Karina tercengang, ia sedikit salah tingkah. Apalagi setelah melihat sekilas laki-laki yang kini menatap fokus ke arahnya.

“Sudah ya, itu bukan urusan kalian.” Jawab Karina seraya tersenyum. “Saya harap kalian bisa mengikuti pelajaran saya dengan baik dan serius. Ingat kalian ini sudah semester lima, jadi persiapkan diri baik-baik untuk menuju semester selanjutnya. Saya harap hari ini kalian sudah siap untuk memulai materi,” Lanjutnya, tentu dengan gaya profesionalnya yang khas.

****

Jam berikutnya kosong. Egi mengajak kedua sahabatnya itu untuk makan di warteg Mpok Yuyun. Ya, warteg langganan mereka.

Setelah selesai makan, ketiga laki-laki itu duduk-duduk sebentar di dekat area parkir gedung Fakultas Pendidikan. Letaknya tak jauh dari pertemuan pertamanya dengan Hilya dulu. Disana suasananya sejuk. Banyak pepohonan yang tertata rapi. Sayup-sayup semilir angin yang berhembus pada raga mereka menambah kesan segar yang alami. Saat tengah mengobrol, tiba-tiba Hilya datang menghampiri.

“Assalamu’alaikum Aa-Aa?,” sapanya sopan.

“Wa’alaikumsalam...,” jawab mereka kompak meski sedikit kaget karena kedatangannya yang tiba-tiba.

“Eh...neng Hilya nya?
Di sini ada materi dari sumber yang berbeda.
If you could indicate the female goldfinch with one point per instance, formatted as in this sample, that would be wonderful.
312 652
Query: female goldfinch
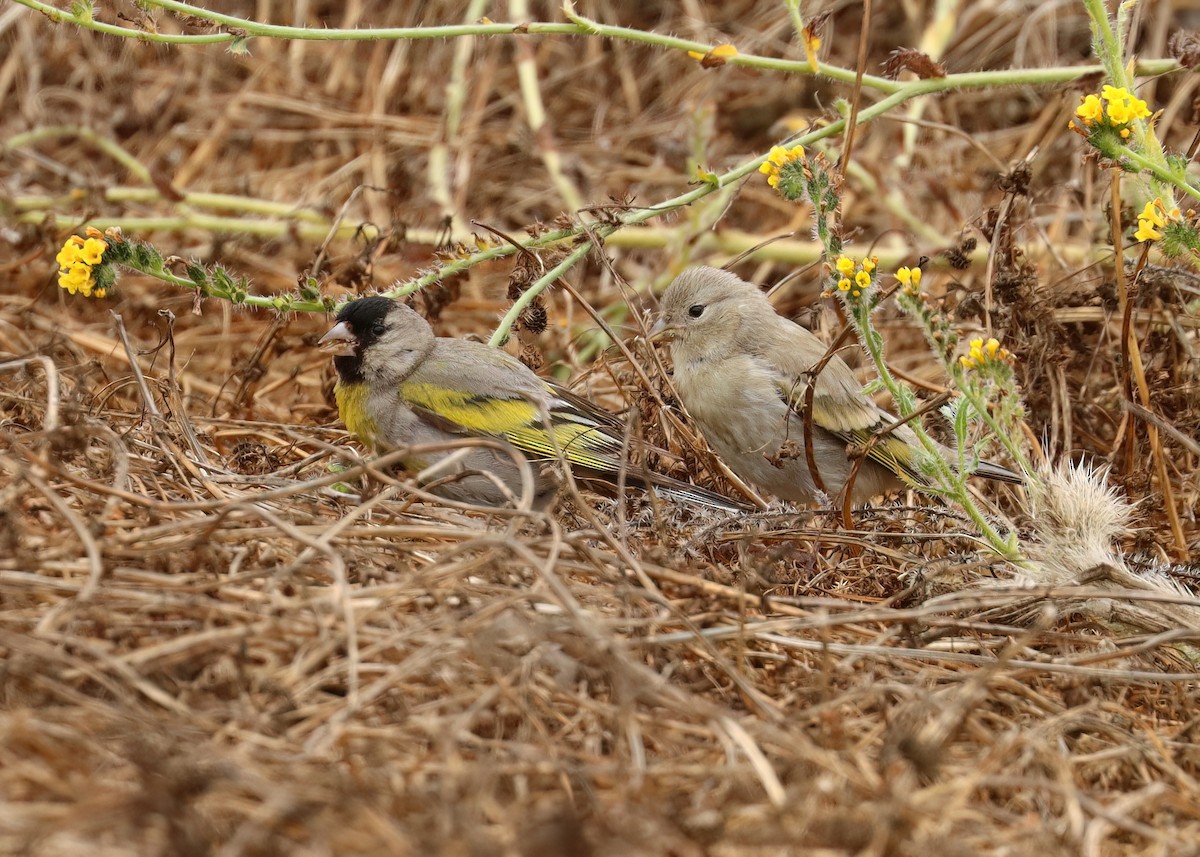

Kumaha damang geulis?,” tanya Egi sok Sunda.

“Alhamdulillah pangestu,” jawab Hilya seraya tersenyum manis.

“Astagfirullahal’adziim,” Lirih Agung saat melihat senyuman manis itu, seraya mengusap wajahnya pelan.

“Mau kemana neng?,” tanya Zul.

“Mau ke A Aden. Bisa bicara sebentar gak?,” tanya Hilya sambil menunjuk ke arah samping.

“Oh iya bisa,” jawab Zul.

Segera Hilya berjalan duluan menuju taman kampus. Tampak Zul masih diam di tempat duduknya. Ia berniat menghabiskan dulu minuman dingin yang tengah ia nikmati.

“Bener nih kayaknya lu emang jodoh sama si Hilya. Dimana ada lu disitu pasti ada si kembang desa,” ucap Egi sambil masih menatap Hilya yang mulai berjalan menjauh.

“Zul...zul... Andai gue jadi lo, udah gue ajak dia ke pelaminan...aakkhh..,” timpal agung gemas.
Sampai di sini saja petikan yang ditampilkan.